Having missed posting a recipe for World Nutella Day, there was no way I was going to let Valentine's Day slip away from me. To be on the safe side, I decided to test these babies out ahead of the day itself and they turned out so well, I couldn't wait a minute more to post this. If you're planning to stay in this Sunday and are looking for something delectable but undemanding to make for your sweetheart, may I suggest these? 

Ironically, Valentine's Day was never on my list of annual highlights in my teens and early 20s; if anything, the impending day always filled me with mounting dread as I was usually the one without a date, let alone a beloved with whom to relish the day. Thankfully, the only constant is change; I have since spent many pink tinged days awash in roses, chocolate and wine, oh, and happily celebrated Valentine's Day too....

I was thinking of these little cream filled and chocolate coated sponge sandwich cakes I used to eat when I was in school, though I can't, for the life of me, remember what they were called. I haven't seen them in years and suspect they may have gone out of production. So, taunted by a childhood recollection smacking of Proust, and prompted by greed, I set about making my own version themed on the day lovers and florists everywhere live for.

I thought a buttery almond sponge cake coated with a white chocolate and rum icing would  make a nice deviation and they turned out feather light, though quite rich and subtly scented with vanilla, almonds and butter. I decided to forego the cream filling as hubby is lactose sensitive and having no cream in them meant that they could stay out of the fridge without fear of spoilage - something to always bear in mind, in steamy, tropical climes. And, I'm pretty lazy and don't believe in putting in more effort in the kitchen, than I have to. The number you end up with will depend on the size of the cookie cutter you use. Mine measured about 3cm (slightly over an inch) across and 3cm down.

The rum is entirely optional but I think that white chocolate usually needs something keener to cut through the sweetness and stop it from being cloying. These tasted very much like Madeleines, as it happens, but better, in my opinion, and were wonderful with a cup of Earl Grey tea.

You might have been expecting the usual milk or dark chocolate or pink something or other, this being in celebration of Valentine's Day but I wanted something slightly atypical and think the ivory white of the chocolate looks so pretty against the duck egg blue of the plate, and, the muted gleam of a single silver dragee on top.

Imagine feeding your swain or wench these heart shaped almond and white chocolate morsels, after dinner, between sips of coffee or  dessert wine. What better prelude could you hope for, and a prelude I promise you, it will be....

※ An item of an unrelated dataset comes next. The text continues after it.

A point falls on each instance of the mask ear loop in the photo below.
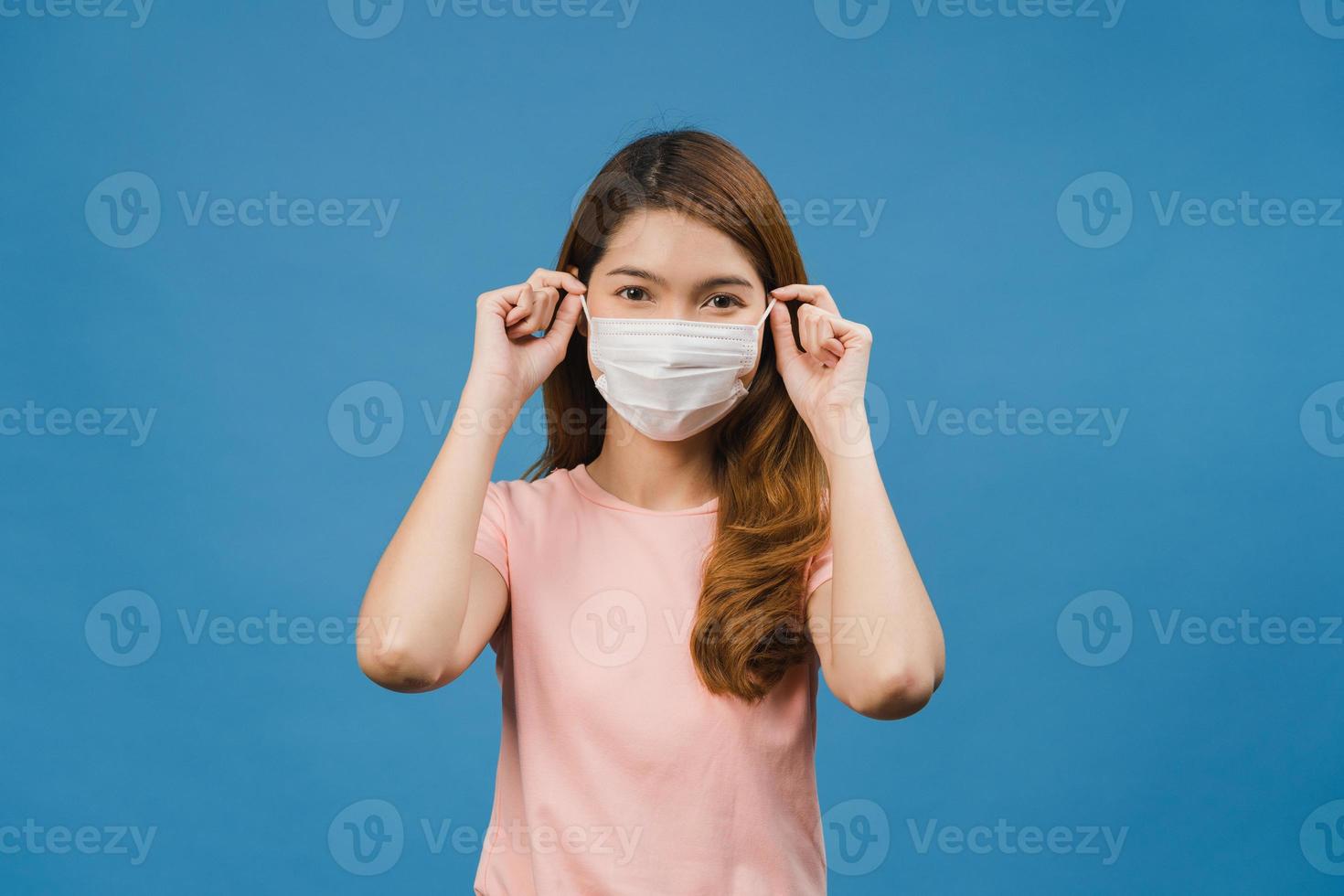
(768, 309)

Prep 20 mins         Cook 15 mins          Makes 25 hearts

4 eggs
80 g (1/2 cup) fine sugar
2 tsp vanilla extract
1/4 level tsp cream of tartar
35 g (1/3 cup) plain (all purpose) flour
1/2 level tsp baking soda
35 g (1/3 cup) finely ground almonds
5 Tbsp melted butter
200 g (about 9 oz) good quality plain white chocolate, broken into pieces
4 Tbsp white rum
Silver dragees to decorate


Preheat oven at 190 C (370 f) and grease and line a 20 cm (8 in) by 30 cm (12 in) swiss roll (jelly roll) tin.

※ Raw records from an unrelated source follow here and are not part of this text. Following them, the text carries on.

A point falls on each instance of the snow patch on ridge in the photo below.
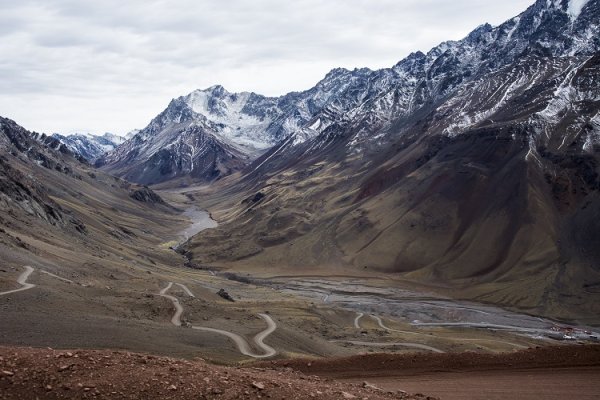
(575, 8)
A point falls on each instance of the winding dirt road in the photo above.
(22, 280)
(176, 319)
(387, 344)
(391, 344)
(242, 344)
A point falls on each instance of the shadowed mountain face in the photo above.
(58, 209)
(473, 168)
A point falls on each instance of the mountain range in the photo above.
(472, 169)
(90, 147)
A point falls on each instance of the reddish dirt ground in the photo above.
(27, 373)
(558, 372)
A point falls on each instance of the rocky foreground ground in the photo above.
(28, 373)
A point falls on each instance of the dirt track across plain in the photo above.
(22, 280)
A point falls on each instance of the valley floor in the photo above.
(142, 298)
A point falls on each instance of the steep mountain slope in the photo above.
(90, 147)
(473, 168)
(57, 211)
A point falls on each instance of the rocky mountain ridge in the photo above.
(475, 166)
(89, 147)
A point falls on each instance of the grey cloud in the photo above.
(149, 51)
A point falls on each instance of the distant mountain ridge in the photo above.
(474, 167)
(90, 147)
(211, 133)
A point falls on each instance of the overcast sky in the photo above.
(111, 65)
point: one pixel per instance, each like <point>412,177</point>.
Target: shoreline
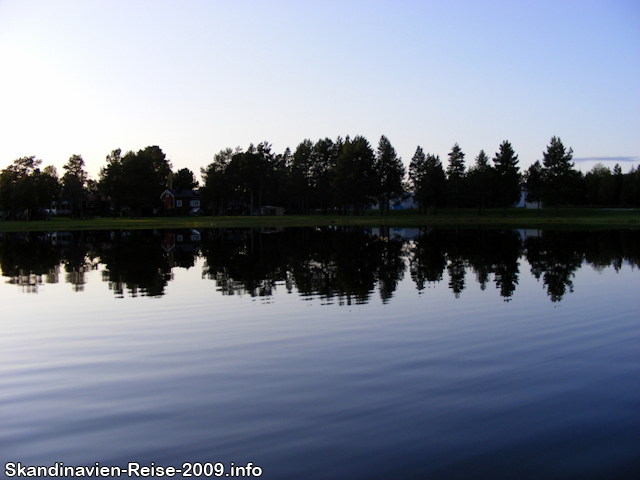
<point>494,218</point>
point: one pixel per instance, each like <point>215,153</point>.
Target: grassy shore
<point>515,218</point>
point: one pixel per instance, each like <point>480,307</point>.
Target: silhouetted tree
<point>455,175</point>
<point>74,183</point>
<point>507,176</point>
<point>217,187</point>
<point>390,174</point>
<point>559,175</point>
<point>354,181</point>
<point>184,179</point>
<point>534,182</point>
<point>481,178</point>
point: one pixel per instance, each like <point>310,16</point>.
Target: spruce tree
<point>507,176</point>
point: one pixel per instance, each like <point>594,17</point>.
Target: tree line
<point>343,175</point>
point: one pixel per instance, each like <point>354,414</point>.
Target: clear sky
<point>194,77</point>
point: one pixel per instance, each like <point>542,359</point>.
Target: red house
<point>182,202</point>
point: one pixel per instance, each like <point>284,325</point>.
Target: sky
<point>195,77</point>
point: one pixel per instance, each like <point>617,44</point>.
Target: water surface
<point>324,353</point>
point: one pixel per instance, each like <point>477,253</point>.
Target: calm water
<point>324,353</point>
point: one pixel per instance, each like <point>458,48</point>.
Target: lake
<point>316,353</point>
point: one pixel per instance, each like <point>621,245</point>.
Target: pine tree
<point>559,175</point>
<point>455,174</point>
<point>507,176</point>
<point>390,174</point>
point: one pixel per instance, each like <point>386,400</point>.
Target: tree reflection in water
<point>337,264</point>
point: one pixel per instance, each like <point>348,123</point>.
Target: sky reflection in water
<point>325,353</point>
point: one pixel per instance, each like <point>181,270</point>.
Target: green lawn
<point>515,218</point>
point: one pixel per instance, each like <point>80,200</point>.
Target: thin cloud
<point>608,159</point>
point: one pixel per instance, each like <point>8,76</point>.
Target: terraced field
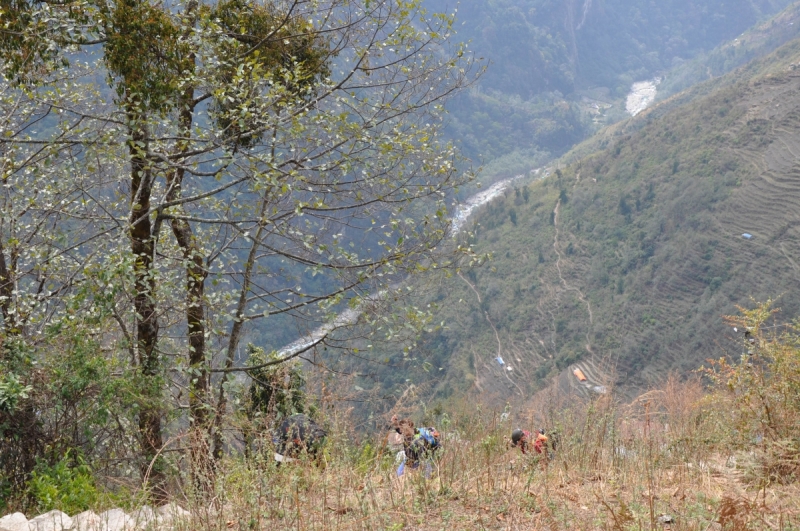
<point>629,258</point>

Combine the eggs, sugar, vanilla and cream of tartar in a deep mixing bowl and whisk by hand or an electric mixer until very thick and mousselike and able to form ribbons when drizzled from the whisk. This will take about 20 minutes handwhisking or 10 minutes by machine.

Combine the flour, baking soda and ground almonds thoroughly. Sift the flour mixture over the eggs in two lots and fold in quickly but lightly using the whisk, in a cutting and lifting motion. When almost all the flour has been incorporated, pour the butter down the sides of the bowl and fold in quickly and lightly.

Pour batter gently into tin and level the top lightly. Bake for 12 - 15 minutes or until light gold and sides begin to pull away from tin. Remove from oven and cool briefly. Turn cake out onto a cake rack and cool completely.

Put chocolate and rum into a clean dry bowl and melt in microwave on High for 1 minute. Remove and stir. If not completely melted, give it another 30 seconds and stir until liquid. Set aside until cool but still liquid though slightly thickened.

Put cold cake on a board or piece of baking paper and stamp out hearts with a cookie cutter. Put hearts on cake rack with a large tray or baking paper underneath to catch the drips. Spoon melted chocolate over each heart, ensuring heart is completely covered. Decorate each heart with a silver dragee.

Allow chocolate to set before serving. Happy Valentine's Day!